Jean was too ill to attend the wedding of Jean-Antoine and Magdeleine, and he died nine days later, on the first of March, at eleven in the evening, with Isabel by his side. He was seventy-nine years old. He was buried in a local cemetery, and once he was gone, Isabel’s health quickly began to decline. Her whole life had been entwined with his. She had been eight years old when the French arrived in Quito, and she had married Jean when she was only thirteen. Although they had lived apart for twenty-one years, she had spent much of that time imagining their reunion; he had never been far from her thoughts. The world they had known together for the last nineteen years in Saint Amand was ending too, the monarchy tumbling before revolutionary mobs in Paris. Yet her last months were peaceful. Jean-Antoine visited her often, she was not alone, and—as Jean-Antoine would later relate—from time to time she would take out an ebony box and prop it open on her lap, softly running her fingers over the cotton dress and sandals stored inside.

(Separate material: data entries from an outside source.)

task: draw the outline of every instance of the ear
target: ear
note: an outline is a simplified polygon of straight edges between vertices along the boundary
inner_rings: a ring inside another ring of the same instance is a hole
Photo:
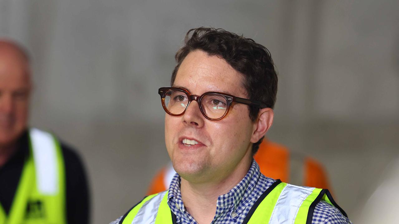
[[[273,124],[274,112],[271,108],[264,108],[261,110],[258,115],[258,119],[253,125],[253,132],[251,137],[251,142],[256,143],[271,127]]]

Isabel died on September 27, 1792, at age sixty-five, and was buried in the same parish cemetery as Jean. Jean-Antoine and his wife Magdeleine had their first child two months later, and the descendants of one of their sons, Gilbert, can still be found living today in the Berry region of France. Isabel’s sandals were handed down as an heirloom, and not long ago, a distant relative of Isabel’s, Marc Lemaire, recalled that as a child he would visit his great-aunt Emma and she would show them off, the sandals “completely flattened and made of some kind of raffia, grey and dusty.” Isabel and Jean’s house in Saint Amand still stands as well, and in the town library there is a copy of the famous letter Jean wrote to La Condamine, telling of his wife’s wanderings in the Bobonaza wilderness.

* Jean was mistaken here. Including the Indian pilot, the correct number of deaths was seven.

* In addition to his usual melancholy, Jussieu began to suffer headaches and dizziness in Potosí, which may have been due to poisoning from the mercury used in the processing of silver from the mines in this notoriously unhealthy town.

* There is no record of how he traveled from Riobamba to France. The most common route at the time would have been overland to Cartagena and from there to Spain.